Worksites provide a special opportunity to promote tobacco cessation because of the physical work environment and the opportunity to continuously expose workers to health messages. Worksites can help promote and support smoking cessation efforts because they can offer multiple types of interventions repeatedly over time. These repeated contacts with smokers at varying stages may motivate quitting and increase the likelihood of successful cessation [13], [14], [15]. In addition, worksites can provide access to many rural community residents who may not be reached through other means [16], [17], [18]. Therefore, worksite interventions can be leveraged to serve as a portal to the community by disseminating tobacco cessation interventions to employees.

Currently, tobacco-related death rates are 272.4 per 100,000 for New Hampshire (NH) [19] and 247.5 per 100,000 for Vermont (VT) [20]. Overall, the percentages of adults aged 18 years and older who smoke every day or some days are 16.9% in NH and 15.4% in VT [21]. Tobacco use in NH and VT may reflect a unique combination of geographic and climate isolation, low SES, rurality, and uneven distribution of health providers [4], [7]. In both states, more than 37% of people live below 125% of the poverty line [19], [20]. In addition, approximately 39.7% of NH residents and 61.1% of VT residents live in rural areas [22]. The purpose of this research is to examine the effectiveness of a novel, culturally sensitive messaging worksite intervention tailored to rural blue-collar workers in NH and VT and designed to increase knowledge about the dangers of tobacco and to decrease exposure to tobacco.

2. Materials and methods

2.1. Pilot programs

Two pilot programs were conducted to, first, test the feasibility of partnering with rural blue-collar employers and, second, test the antitobacco intervention materials to ensure that the messages were culturally sensitive and literacy appropriate. The first pilot was conducted with four worksites selected based on interest in the program, a high percentage of employees with low SES, and location in a rural community. The pilot tested the feasibility of using these worksites to disseminate information and to capture baseline and follow-up intervention data. The pilot revealed that worksites were a viable portal for disseminating a tobacco intervention and that they had the infrastructure necessary to support data collection for outcome assessments. Specifically, the employers were able to consistently display intervention messages to their employees and had the infrastructure necessary to support an antitobacco intervention over time.

The second pilot study was conducted with the same four employers and sought to develop culturally sensitive material designed to increase knowledge and change behavior regarding tobacco. The pilot study included two focus groups that reviewed the pairing of the health messages with the associated images. The messages and images were identified by the focus groups as being culturally appropriate. The campaign materials consisted of nine sequential antitobacco messages.

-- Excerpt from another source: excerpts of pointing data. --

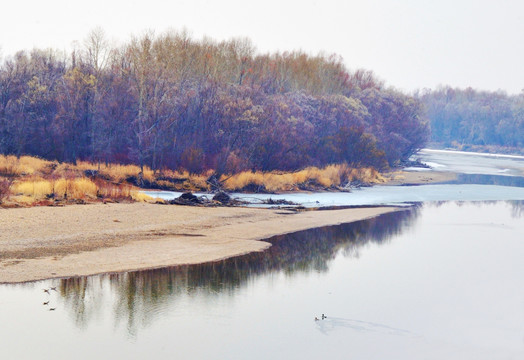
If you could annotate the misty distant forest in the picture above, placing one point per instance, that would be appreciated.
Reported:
(170, 101)
(471, 119)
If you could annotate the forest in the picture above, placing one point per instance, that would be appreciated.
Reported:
(169, 101)
(475, 120)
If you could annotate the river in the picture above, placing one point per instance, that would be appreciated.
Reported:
(441, 279)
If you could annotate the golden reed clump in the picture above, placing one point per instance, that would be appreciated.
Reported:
(331, 176)
(28, 180)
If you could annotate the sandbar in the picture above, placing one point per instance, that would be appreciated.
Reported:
(79, 240)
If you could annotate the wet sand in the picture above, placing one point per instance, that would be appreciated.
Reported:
(50, 242)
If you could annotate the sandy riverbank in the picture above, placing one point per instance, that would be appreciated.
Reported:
(48, 242)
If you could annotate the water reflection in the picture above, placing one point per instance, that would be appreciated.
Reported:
(138, 298)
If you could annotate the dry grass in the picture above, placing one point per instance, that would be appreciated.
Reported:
(11, 166)
(37, 189)
(116, 172)
(331, 176)
(33, 181)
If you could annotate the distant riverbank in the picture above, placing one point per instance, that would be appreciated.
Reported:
(51, 242)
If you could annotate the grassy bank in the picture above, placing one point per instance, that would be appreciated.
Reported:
(29, 181)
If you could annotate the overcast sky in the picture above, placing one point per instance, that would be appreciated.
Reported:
(411, 44)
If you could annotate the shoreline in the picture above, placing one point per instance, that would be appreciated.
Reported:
(40, 243)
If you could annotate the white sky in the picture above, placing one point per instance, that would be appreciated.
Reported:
(411, 44)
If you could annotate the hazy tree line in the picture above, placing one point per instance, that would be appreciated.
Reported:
(171, 101)
(469, 117)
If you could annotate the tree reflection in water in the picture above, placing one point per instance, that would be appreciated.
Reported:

It was determined that the worksite-based tobacco campaign could be an effective impetus for positive behavioral change in the employees and could increase their knowledge of the harms of tobacco. The data from this pilot, electronic surveys at baseline and follow-up, revealed that 73% of employees reported learning something new, 50% shared the information with a significant other, and 13% reported a positive change in their behavior (avoiding smoking in their vehicle or home).

2.2. Methods

This study was approved by the Committee for the Protection of Human Subjects at Dartmouth College and the Institutional Review Board at Upstate Medical University.

2.2.1. Design

In 2012, a quasiexperimental study was conducted with two new rural blue-collar employers; one was randomly selected to serve as the intervention worksite and the other as the comparison worksite. Criteria for selection of worksites included the following: being manufacturing plants, rural location in an MUA, sufficient distance between physical plant locations to minimize cross-contamination across the two sites (> 45 minutes apart), more than 1,000 employees, similarity of employee demographics, and employer's willingness to participate in a tobacco intervention. The two largest potential employers were contacted first, next the two second largest employers were contacted, and this process continued until two employers of approximately the same size agreed to participate. Geospatial mapping confirmed that the intervention and comparison worksites were in rural and medically underserved communities.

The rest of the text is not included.